I. A sabedoria é a prudência do homem (Pr 10, 23). É sábio em algum gênero quem considera a causa suprema nesse mesmo gênero. No gênero dos atos humanos a causa suprema é o fim comum de toda a vida humana, e a este fim se dirige a prudência; pelo qual assim como o que raciocina bem por relação a algum fim particular, por exemplo, à vitória, diz-se ser prudente não absolutamente, senão neste gênero, isto é, em assuntos bélicos, assim também o que raciocina bem acerca de todo o bem-viver, diz-se ser prudente em absoluto. Logo é evidente que a prudência é a sabedoria nas coisas humanas.

II. A prudência não pode existir nos pecadores. A prudência se entende de três maneiras. Existe uma falsa ou chamada assim por semelhança porque sendo prudente o que dispõe bem as coisas que devem executar-se para um fim bom, quando alguém que se propõe um fim mal põe algumas coisas adequadas para lograr o fim, diz-se que possui uma prudência falsa, porque aceita por fim o que não é verdadeiramente bom, senão por semelhança, como se diz de alguém que é um bom ladrão. Neste sentido pode, por semelhança, chamar-se prudente o ladrão que emprega meios convenientes para roubar.

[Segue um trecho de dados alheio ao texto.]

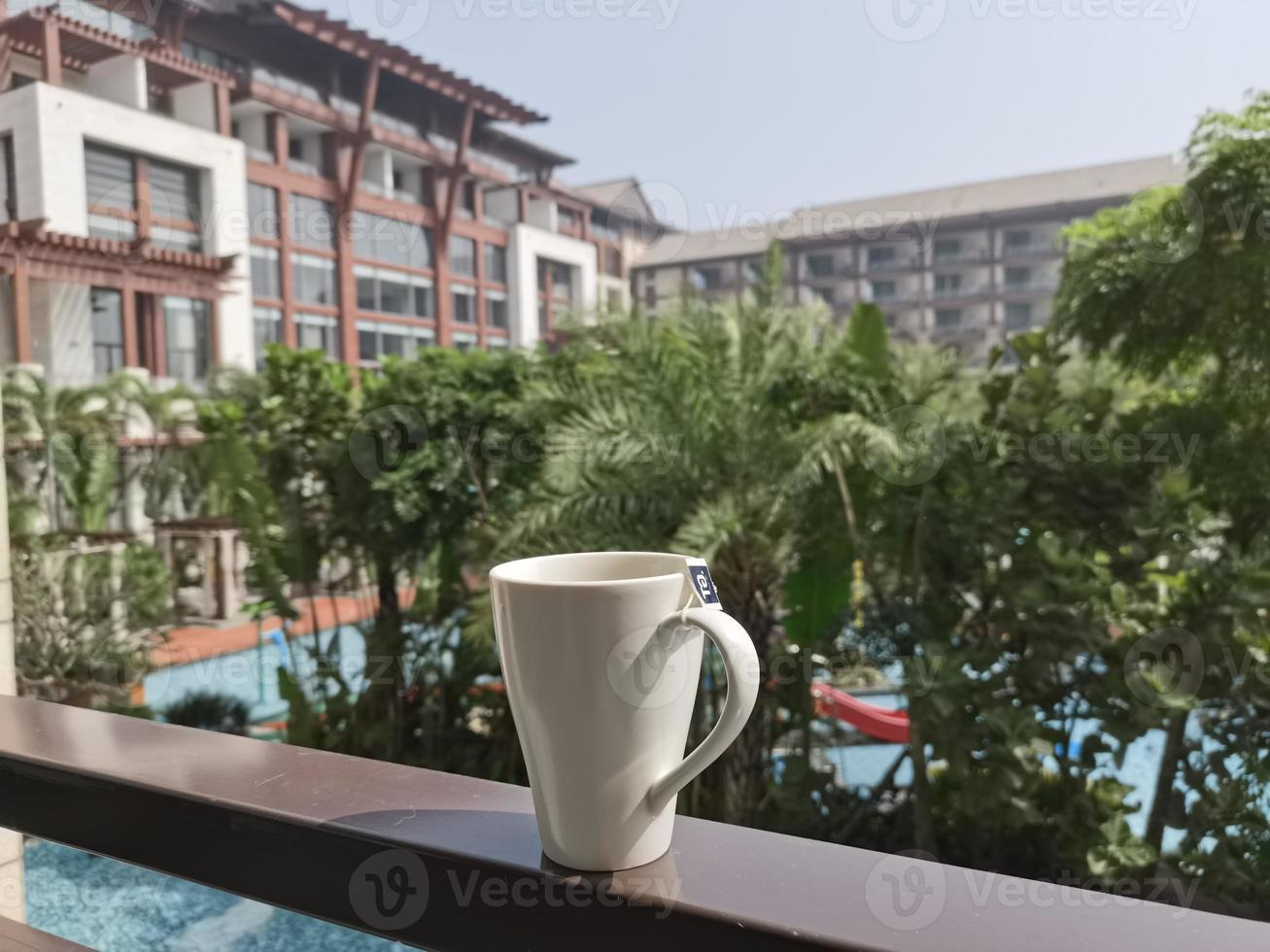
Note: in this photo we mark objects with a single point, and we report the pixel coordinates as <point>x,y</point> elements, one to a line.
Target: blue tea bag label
<point>703,586</point>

Desta prudência diz o Apóstolo aos romanos: A prudência da carne é morte (Rm 8, 6), aludindo àquilo que constitui o último fim no deleite carnal.

A segunda prudência é verdadeira porque encontra os meios adequados ao fim verdadeiramente bom, porém é imperfeita por duas razões: primeira, porque o bem que toma por fim não é o fim comum de toda a vida humana, senão de algum negócio especial; por exemplo, quando se encontra os meios adequados para negociar ou para navegar, diz-se prudente negociante ou navegante; segunda, porque é deficiente no ato principal da prudência, por exemplo, quando se dá um bom conselho e julga bem mesmo das coisas que correspondem a toda a vida, porém não dá um preceito eficaz.

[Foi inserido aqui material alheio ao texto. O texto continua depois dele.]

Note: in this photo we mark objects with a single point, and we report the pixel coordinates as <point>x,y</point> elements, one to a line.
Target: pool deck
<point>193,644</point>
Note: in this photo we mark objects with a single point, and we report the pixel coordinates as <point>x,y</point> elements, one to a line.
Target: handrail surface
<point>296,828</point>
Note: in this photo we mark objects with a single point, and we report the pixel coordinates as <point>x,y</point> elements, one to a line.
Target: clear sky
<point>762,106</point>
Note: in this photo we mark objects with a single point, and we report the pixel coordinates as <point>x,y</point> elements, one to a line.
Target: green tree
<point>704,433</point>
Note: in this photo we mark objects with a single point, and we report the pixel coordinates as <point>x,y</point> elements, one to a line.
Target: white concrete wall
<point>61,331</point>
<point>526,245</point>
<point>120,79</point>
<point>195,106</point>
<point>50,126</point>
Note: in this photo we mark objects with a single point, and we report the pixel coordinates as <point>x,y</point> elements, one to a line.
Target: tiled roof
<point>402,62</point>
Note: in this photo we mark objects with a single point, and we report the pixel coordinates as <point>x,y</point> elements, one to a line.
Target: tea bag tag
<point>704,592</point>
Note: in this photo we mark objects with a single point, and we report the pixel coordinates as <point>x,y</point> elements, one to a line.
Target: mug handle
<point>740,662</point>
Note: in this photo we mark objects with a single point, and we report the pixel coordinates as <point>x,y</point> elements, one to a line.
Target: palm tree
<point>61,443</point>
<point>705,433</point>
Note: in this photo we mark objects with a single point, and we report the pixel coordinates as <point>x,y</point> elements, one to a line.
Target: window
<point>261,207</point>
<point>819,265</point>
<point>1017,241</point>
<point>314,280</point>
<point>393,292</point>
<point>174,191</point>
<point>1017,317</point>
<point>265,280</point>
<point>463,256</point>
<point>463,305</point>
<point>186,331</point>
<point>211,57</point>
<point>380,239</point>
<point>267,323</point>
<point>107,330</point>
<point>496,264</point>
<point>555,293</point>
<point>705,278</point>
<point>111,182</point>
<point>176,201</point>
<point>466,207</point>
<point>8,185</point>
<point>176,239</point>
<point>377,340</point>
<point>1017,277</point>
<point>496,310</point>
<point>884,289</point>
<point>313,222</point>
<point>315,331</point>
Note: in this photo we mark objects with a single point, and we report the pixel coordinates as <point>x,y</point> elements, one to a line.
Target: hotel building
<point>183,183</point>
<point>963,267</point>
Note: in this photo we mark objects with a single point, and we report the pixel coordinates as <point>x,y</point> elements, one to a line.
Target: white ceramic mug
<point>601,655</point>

A terceira prudência, verdadeira e perfeita, é a que aconselha retamente para o bom fim de toda a vida, e ademais julga e manda. Está é a única que se chama prudência em absoluto, a qual não pode encontrar-se nos pecadores. Ao contrário, a primeira prudência se dá unicamente nos pecadores; a prudência imperfeita é comum aos bons e aos maus, principalmente aquela que é imperfeita por razão de algum fim particular; e aquela que é imperfeita por defeito do ato principal, tampouco se dá senão nos maus.

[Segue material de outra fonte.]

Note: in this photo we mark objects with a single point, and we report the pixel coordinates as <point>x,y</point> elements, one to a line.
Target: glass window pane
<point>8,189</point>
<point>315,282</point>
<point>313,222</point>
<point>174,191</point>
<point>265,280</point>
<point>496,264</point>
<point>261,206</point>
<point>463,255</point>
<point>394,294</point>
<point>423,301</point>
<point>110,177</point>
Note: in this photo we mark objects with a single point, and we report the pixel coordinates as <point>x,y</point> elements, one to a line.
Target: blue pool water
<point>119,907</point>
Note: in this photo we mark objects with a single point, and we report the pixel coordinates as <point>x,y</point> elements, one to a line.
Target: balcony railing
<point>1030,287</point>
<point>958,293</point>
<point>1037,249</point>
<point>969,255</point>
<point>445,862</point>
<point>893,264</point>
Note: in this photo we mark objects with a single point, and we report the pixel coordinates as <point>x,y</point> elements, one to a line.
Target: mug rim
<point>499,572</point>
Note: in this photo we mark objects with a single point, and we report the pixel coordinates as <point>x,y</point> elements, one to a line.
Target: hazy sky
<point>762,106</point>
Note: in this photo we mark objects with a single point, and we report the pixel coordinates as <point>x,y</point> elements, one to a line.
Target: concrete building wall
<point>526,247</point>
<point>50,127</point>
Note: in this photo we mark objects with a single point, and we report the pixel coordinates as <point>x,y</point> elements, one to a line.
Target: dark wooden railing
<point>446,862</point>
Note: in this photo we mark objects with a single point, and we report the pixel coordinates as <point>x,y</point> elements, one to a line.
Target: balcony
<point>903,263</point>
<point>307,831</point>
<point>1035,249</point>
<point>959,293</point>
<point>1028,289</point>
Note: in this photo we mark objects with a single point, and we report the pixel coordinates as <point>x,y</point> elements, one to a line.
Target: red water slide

-S. Th. IIª IIæ, q. 47, a. 2 e 13

III. Cícero acertadamente divide a prudência em memória das coisas passadas, inteligência das presentes e previsão das futuras. Porque a prudência versa acerca das ações particulares, é necessário tomar os princípios do mesmo gênero, a fim de que a pessoa prudente raciocine retamente sobre as coisas que é necessário fazer, pela experiência de outros feitos. Por conseguinte, necessita da experiência e do tempo, a fim de prever as coisas futuras por aquelas que existiram e que retém na memória, e pelas coisas que ao presente contempla a inteligência; pois pela memória evoca à alma as coisas que foram; pela inteligência contempla as que são, e pela previsão se vê uma coisa futura antes de realizar-se.